À ce stade, on peut se demander si nous sommes dans un moment de basculement vers un fédéralisme à la française, dont beaucoup espèrent l’avènement ? Qu’il nous soit permis ici d’en douter. On ne pense pas que la France puisse rejoindre des catégories d’États comme l’Allemagne ou la Suisse (où le SMIC horaire est fixé par les cantons). Pour plusieurs raisons. La première est d’ordre politique puisque le président de la République n’est pas un décentralisateur et encore moins un fédéraliste. La pratique de son pouvoir et l’analyse de son discours dénotent une vraie verticalité avec une place étouffante de l’État. Nous en voulons pour preuve la gestion de la crise sanitaire qui s’est traduite par une détermination pour l’État de garder à distance l’échelon local. Par ailleurs, le droit à la différenciation territoriale est une nouvelle manière d’asseoir la domination du pouvoir central sur les collectivités territoriales par une casse de leur unité d’ensemble. Ici, le gouvernement va accorder des compétences particulières à telle collectivité et pas à l’autre. Là, il va autoriser une collectivité à déroger au droit national, alors que la collectivité voisine ne pourra pas le faire. C’est une logique de division au service d’un projet économique privilégiant les territoires les plus compétitifs.
« Le gouvernement veut passer d’une décentralisation plus ou moins égalitaire à une décentralisation à la carte et complètement inégalitaire. »
Dans un État fédéral, les États membres disposent de leur propre Constitution. En produisant des lois, les États membres de la fédération disposent d’une très large autonomie qui n’existe pas dans un État unitaire décentralisé comme la France. Si la fédéralisation de la France n’est pas souhaitable, elle ne semble pas possible du fait de l’écart existant aujourd’hui avec la forme fédérale.

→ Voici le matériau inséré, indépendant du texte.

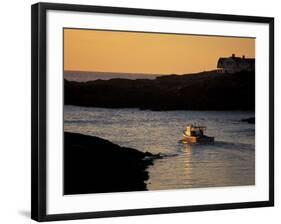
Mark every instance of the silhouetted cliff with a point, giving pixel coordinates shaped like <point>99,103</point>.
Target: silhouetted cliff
<point>202,91</point>
<point>95,165</point>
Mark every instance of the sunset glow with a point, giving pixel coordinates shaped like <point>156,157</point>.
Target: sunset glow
<point>152,53</point>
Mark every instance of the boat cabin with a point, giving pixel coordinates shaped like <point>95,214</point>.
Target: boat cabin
<point>192,130</point>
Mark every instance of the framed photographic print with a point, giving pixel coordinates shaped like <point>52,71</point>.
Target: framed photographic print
<point>139,111</point>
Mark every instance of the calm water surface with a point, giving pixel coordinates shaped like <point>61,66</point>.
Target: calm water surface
<point>230,161</point>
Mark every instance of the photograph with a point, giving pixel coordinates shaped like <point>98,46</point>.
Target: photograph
<point>148,111</point>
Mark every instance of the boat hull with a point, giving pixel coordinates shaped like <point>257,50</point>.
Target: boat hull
<point>195,139</point>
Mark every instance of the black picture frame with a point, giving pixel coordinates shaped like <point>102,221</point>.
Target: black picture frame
<point>39,123</point>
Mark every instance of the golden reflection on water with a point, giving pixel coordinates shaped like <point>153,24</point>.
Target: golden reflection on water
<point>187,167</point>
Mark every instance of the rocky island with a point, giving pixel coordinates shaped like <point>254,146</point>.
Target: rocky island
<point>212,90</point>
<point>95,165</point>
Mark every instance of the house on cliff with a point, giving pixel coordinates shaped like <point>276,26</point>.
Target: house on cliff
<point>235,64</point>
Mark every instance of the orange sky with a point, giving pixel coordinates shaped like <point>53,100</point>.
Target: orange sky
<point>132,52</point>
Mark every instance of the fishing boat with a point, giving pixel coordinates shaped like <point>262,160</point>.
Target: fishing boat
<point>195,134</point>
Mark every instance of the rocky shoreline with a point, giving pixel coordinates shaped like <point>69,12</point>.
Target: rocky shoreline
<point>95,165</point>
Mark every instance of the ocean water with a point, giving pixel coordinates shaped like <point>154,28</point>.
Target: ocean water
<point>229,161</point>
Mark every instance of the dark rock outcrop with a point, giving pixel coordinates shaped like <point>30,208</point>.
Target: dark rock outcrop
<point>95,165</point>
<point>250,120</point>
<point>203,91</point>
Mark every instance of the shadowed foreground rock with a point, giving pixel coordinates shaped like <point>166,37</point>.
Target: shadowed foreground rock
<point>95,165</point>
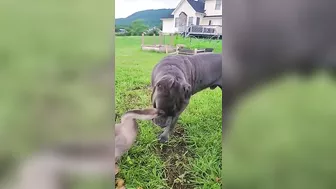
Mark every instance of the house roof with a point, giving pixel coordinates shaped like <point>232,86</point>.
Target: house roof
<point>170,15</point>
<point>197,5</point>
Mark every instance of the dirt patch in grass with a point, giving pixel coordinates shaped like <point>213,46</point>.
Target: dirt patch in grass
<point>175,155</point>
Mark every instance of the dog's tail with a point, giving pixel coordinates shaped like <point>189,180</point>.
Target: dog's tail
<point>144,114</point>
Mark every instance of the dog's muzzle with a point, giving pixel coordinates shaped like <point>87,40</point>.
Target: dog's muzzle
<point>162,121</point>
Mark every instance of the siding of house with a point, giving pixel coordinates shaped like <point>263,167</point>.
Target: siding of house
<point>186,8</point>
<point>210,8</point>
<point>214,21</point>
<point>168,25</point>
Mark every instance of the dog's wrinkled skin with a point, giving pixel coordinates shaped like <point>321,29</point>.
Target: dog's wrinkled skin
<point>175,79</point>
<point>265,39</point>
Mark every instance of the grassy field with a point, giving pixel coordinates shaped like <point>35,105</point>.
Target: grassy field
<point>192,158</point>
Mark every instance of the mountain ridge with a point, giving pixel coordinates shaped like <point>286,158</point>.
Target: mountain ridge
<point>151,17</point>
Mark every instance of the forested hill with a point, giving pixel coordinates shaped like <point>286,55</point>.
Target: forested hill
<point>150,17</point>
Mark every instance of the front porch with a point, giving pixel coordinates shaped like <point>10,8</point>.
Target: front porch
<point>201,30</point>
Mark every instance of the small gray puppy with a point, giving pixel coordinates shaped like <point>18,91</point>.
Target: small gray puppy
<point>127,130</point>
<point>176,78</point>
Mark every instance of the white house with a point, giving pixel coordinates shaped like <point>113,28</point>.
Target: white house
<point>195,16</point>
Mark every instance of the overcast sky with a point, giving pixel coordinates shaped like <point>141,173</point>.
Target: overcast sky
<point>125,8</point>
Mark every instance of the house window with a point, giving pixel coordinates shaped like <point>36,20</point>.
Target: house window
<point>190,21</point>
<point>218,4</point>
<point>198,20</point>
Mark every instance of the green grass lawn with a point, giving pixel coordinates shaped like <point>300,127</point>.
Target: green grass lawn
<point>192,158</point>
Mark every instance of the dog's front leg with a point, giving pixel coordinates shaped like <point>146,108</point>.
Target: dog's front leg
<point>164,136</point>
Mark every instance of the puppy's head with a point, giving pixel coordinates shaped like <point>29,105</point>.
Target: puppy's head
<point>168,95</point>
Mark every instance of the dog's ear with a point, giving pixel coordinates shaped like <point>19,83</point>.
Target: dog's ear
<point>186,87</point>
<point>165,83</point>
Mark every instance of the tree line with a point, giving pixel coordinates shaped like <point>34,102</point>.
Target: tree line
<point>137,28</point>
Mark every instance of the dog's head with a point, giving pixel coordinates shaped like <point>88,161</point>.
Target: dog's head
<point>169,95</point>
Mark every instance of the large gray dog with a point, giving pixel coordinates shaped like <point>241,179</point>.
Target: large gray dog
<point>265,39</point>
<point>176,78</point>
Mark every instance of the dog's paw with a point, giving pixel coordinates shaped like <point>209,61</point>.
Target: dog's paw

Le droit à la différenciation territoriale s’apparente donc plus à un changement radical des logiques de la décentralisation. La majorité présidentielle souhaite ardemment en finir avec le principe d’égalité, jugé comme un obstacle à un néolibéralisme débridé. Pour le pouvoir, il s’agit bien de poursuivre une politique de baisse des dépenses publiques et de privatisation des services publics locaux. C’est bien pour cela que le gouvernement veut passer d’une décentralisation plus ou moins égalitaire à une décentralisation à la carte et complètement inégalitaire. L’ambition du droit à la différenciation territoriale est de poursuivre, au niveau territorial et administratif, la conversion totale de l’État et des collectivités à un système où est encouragée la rentabilité accrue du capital concentré dans les très grandes métropoles. Loin de cette vision différencialiste, c’est vers une autre décentralisation qu’il faut tendre afin de développer de vrais services publics locaux dotés de moyens financiers consistants. Il est impératif de faire grandir une démocratie locale approfondie avec, par exemple, la coconstruction de budgets participatifs ou l’instauration de référendums citoyens. La décentralisation doit être conçue avec les habitantes et les habitants et répondre à leurs besoins quotidiens. Dans ce cadre, l’État doit avoir une place centrale pour assurer un aménagement du territoire équilibré, basé sur l’égalité et la solidarité.
Jean-Christophe Cervantès est doctorant en droit public à l’université Clermont Auvergne. Il est adjoint au maire de Clermont-Ferrand.